Ingesting PowerShell-generated files into Azure Log Analytics? Watch out!

conspiracy

Windows PowerShell is an extremely useful tool when it comes to quickly churning out useful bits of automation. If these scripts run unattended, we’d often sprinkle logs to aid troubleshooting. What one does with these logs totally depends on application, but we’ve seen some decent Sentinel deployments with alerting and hunting queries (which is beside the point of today’s post).

We recently had a mysterious issue where we tried ingesting a log file into Azure Log Analytics Workspace but it never came through…

Ingesting custom logs

Generally speaking, this is a very simple operation. Spin up log analytics workspace and add a “Custom Logs” entry:

Finally, make sure to install Monitoring Agent on target machine and that’s it:

After a little while, new log entries would get beamed up to Azure:

Here we let our scripts run and went ahead to grab some drinks. But after a couple of hours and few bottles of fermented grape juice we realised that nothing happened…

What could possibly go wrong?

Having double- and triple- checked our setup everything looked solid. For the sake of completeness, our PowerShell script was doing something along the following lines:

$scriptDir = "."
$LogFilePath = Join-Path $scriptDir "log.txt"
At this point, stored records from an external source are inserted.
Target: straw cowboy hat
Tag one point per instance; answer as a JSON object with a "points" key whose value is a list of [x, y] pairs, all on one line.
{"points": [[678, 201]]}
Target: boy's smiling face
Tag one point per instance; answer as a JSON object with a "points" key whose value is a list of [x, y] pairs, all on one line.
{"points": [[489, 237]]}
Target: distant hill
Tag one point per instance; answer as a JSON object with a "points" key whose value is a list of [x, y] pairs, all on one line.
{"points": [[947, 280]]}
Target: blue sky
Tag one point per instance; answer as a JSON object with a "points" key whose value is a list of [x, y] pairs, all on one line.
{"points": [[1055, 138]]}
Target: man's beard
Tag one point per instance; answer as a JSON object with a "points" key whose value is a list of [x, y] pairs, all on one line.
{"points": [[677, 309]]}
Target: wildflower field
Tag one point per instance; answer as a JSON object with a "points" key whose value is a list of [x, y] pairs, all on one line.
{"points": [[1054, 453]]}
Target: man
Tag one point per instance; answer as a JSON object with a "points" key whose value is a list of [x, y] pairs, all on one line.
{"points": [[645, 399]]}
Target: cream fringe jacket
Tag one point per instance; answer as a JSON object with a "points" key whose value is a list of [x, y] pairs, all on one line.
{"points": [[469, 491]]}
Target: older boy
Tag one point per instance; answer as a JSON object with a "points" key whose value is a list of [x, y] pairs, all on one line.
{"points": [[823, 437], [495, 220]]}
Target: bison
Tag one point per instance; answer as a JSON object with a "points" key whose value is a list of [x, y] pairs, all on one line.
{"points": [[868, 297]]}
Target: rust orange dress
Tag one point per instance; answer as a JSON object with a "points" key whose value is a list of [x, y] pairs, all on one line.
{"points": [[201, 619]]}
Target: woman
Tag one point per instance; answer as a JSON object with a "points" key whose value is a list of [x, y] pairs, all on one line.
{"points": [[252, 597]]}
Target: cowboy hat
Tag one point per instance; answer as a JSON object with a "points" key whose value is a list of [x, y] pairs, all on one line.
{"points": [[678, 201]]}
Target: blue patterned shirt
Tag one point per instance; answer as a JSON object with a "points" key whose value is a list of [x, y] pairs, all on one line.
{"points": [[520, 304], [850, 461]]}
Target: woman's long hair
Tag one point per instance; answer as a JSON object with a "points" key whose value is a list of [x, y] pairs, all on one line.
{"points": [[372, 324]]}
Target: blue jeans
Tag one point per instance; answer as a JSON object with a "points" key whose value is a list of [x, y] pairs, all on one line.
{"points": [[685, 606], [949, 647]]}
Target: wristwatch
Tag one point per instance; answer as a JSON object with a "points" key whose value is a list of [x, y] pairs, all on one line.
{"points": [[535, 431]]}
# we do not overwrite the file. we always append
if (!(Test-Path $LogFilePath))
{
    $LogFile = New-Item -Path $LogFilePath -ItemType File
} else {
    $LogFile = Get-Item -Path $LogFilePath
}

 "$(Get-Date -Format "yyyy-MM-dd HH:mm:ss") Starting Processing" | Out-File $LogFile -Append

# do work

"$(Get-Date -Format "yyyy-MM-dd HH:mm:ss") Ending Processing" | Out-File $LogFile -Append

Nothing fancy, just making sure timestamps are in a supported format. We also made sure we do not rotate the file as log collection agent will not pick it up. So, we turned to the documentation:

  • The log must either have a single entry per line or use a timestamp matching one of the following formats at the start of each entry – ✓ check
  • The log file must not allow circular logging or log rotation, where the file is overwritten with new entries – ✓ check
  • For Linux, time zone conversion is not supported for time stamps in the logs – not our case
  • and finally, the log file must use ASCII or UTF-8 encoding. Other formats such as UTF-16 are not supported – let’s look at that a bit closer

Figuring this out

Looking at Out-File, we see that default Encoding is utf8NoBOM. This is exactly what we’re after, but examining our file revealed a troubling discrepancy:

That would explain why Monitoring Agent would not ingest our custom logs. Fixing this is rather easy, just set default output encoding at the start of the script: $PSDefaultParameterValues['Out-File:Encoding'] = 'utf8'.

But the question of how that could happen still remained…

Check your version

After a few more hours trying various combinations of inputs and PowerShell parameters, we checked $PSVersionTable.PSVersion and realised we ran PS5.1. This is where it started to click: documentation by default pointed us to the latest 7.2 LTS where the default encoding is different! Indeed, rewinding to PS5.1 reveals that the default used to be unicode: UTF-16 with the little-endian byte order.

Conclusion

Since PowerShell 7.x+ is not exclusive to Windows anymore, Microsoft seems to have accepted a few changes dependent on underlying behaviours of .NET frameworks these were built upon. There’s in fact an extensive list of breaking changes that mention encoding a few times. We totally support the need to advance tooling and converging tech. We, however, hope that as Monitoring Agent matures, more of these restrictions will get removed and this will not be an issue anymore. Until then – happy cloud computing!